ケイの読書日記

個人が書く書評

太宰治 「トカトントン」

2020-10-09 16:26:22 | 太宰治
 1947年(昭和22年)「群像」に発表された作品。熱狂の渦に巻き込まれ、自分の精神がすばらしく高揚していく時に、どこからか「トカトントン」という音が聞こえ、一気に熱情が冷める男の話。
 
 その音を最初に聞いたのは、昭和20年8月15日。正午に兵舎の前の広場に整列していた男は、玉音放送を聞き敗戦を知る。上官の若い中尉が「降伏は政治上の事。われわれ軍人はあくまで抗戦を続け、最後にはみんなひとり残らず自決して、もって大君におわび申し上げる。」と宣言するので、男も死ぬつもりでいたら…どこからか金槌で釘を打つ音がトカトントンと聞こえ、それを聞いたとたん、悲壮も厳粛も一瞬のうちに消え、どんな感情も何一つわいてこなかった。
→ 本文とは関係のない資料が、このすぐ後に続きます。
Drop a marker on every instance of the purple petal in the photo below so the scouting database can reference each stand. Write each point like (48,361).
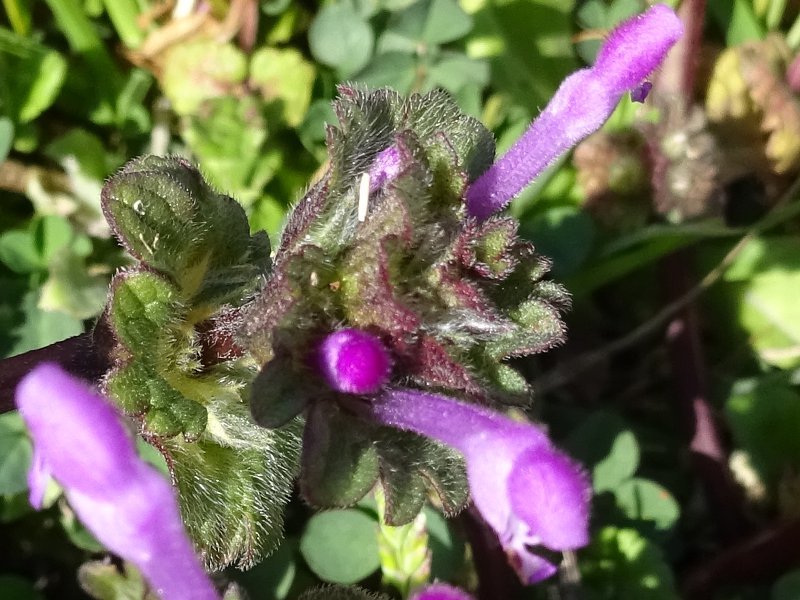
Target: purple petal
(580,106)
(354,362)
(551,495)
(128,506)
(641,91)
(39,476)
(440,591)
(527,491)
(77,434)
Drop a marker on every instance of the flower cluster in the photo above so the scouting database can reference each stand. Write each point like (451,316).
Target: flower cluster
(382,326)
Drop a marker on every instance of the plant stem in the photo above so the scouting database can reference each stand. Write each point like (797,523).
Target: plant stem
(761,557)
(77,354)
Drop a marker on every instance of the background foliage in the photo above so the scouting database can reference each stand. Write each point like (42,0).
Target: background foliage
(243,89)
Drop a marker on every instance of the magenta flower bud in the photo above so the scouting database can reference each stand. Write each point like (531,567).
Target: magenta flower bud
(529,492)
(354,362)
(641,91)
(440,591)
(580,106)
(79,440)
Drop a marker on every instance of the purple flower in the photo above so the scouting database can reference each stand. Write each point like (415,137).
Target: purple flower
(80,441)
(580,106)
(530,493)
(440,591)
(527,491)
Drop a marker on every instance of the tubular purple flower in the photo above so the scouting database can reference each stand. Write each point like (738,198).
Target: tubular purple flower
(80,441)
(529,492)
(440,591)
(580,106)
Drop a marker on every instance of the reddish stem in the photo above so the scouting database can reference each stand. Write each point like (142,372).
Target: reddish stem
(758,559)
(77,355)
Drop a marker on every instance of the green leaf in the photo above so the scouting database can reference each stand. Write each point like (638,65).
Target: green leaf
(16,588)
(403,551)
(169,218)
(396,70)
(620,563)
(787,587)
(454,71)
(233,486)
(86,149)
(230,141)
(105,581)
(72,290)
(563,234)
(340,464)
(428,22)
(40,328)
(767,307)
(341,38)
(620,464)
(283,77)
(737,19)
(341,546)
(15,454)
(200,70)
(32,250)
(525,67)
(275,576)
(32,76)
(145,314)
(6,137)
(764,415)
(645,500)
(604,443)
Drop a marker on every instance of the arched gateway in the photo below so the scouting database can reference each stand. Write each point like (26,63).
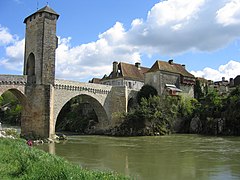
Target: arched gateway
(42,94)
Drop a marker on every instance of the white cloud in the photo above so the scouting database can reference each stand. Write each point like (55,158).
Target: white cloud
(94,59)
(229,14)
(14,56)
(229,70)
(172,27)
(5,36)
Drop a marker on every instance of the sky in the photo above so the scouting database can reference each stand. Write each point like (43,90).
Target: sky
(202,34)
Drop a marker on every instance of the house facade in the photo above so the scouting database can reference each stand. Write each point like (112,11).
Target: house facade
(170,78)
(124,74)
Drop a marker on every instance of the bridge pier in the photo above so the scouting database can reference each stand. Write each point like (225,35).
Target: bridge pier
(37,120)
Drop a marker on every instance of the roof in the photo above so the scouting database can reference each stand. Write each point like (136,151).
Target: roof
(170,67)
(172,87)
(44,9)
(128,71)
(95,80)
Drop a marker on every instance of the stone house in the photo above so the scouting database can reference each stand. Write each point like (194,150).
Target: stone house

 それからも、そのトカトントンは、ここぞという時に聞こえ、きれいさっぱり無気力になる。
 例えば、故郷に戻り勤めながら小説を書き始めた男は、さあ、今夜で完成だという時、あのトカトントンが聞こえ、一気にバカバカしくなって、それ以降、原稿を毎日の鼻紙にした。(原稿用紙で鼻をかめるかという疑問は残る)

 例えば、地域の駅伝競走。地元の青年たちが、地区の名誉のため必死になって力走する姿を見て、男はえらく感動し、よし!自分も!と奮い立ったその時、あのトカトントンが聞こえる。
 このトカトントンの幻聴は、虚無さえも打ち壊してしまう虚無。

 でも悪い事ばかりではない。変な女の毒牙から逃れることができた。男は地元で一軒しかない旅館の女中さんに恋をする。女はなかなかやり手らしく、良いパトロンがいるのか貯金がどんどん増えていく。(男は地域の郵便局員なのだ)
 その女からお誘いが。待ち合わせの海辺に急ぐ男。ああ、この女のためならどんな苦労もかまわないと思った瞬間、あのトカトントンが聞こえて…。

 良かったね。悪い女に捕まらなくて。そうだよ。「トカトントン」が聞こえるのは悪いばかりじゃない。戦争前のミリタリズムの幻影に支配されていた日本人の10人に1人くらいに、この「トカトントン」が聞こえていたら…戦争が防げたんじゃないだろうか?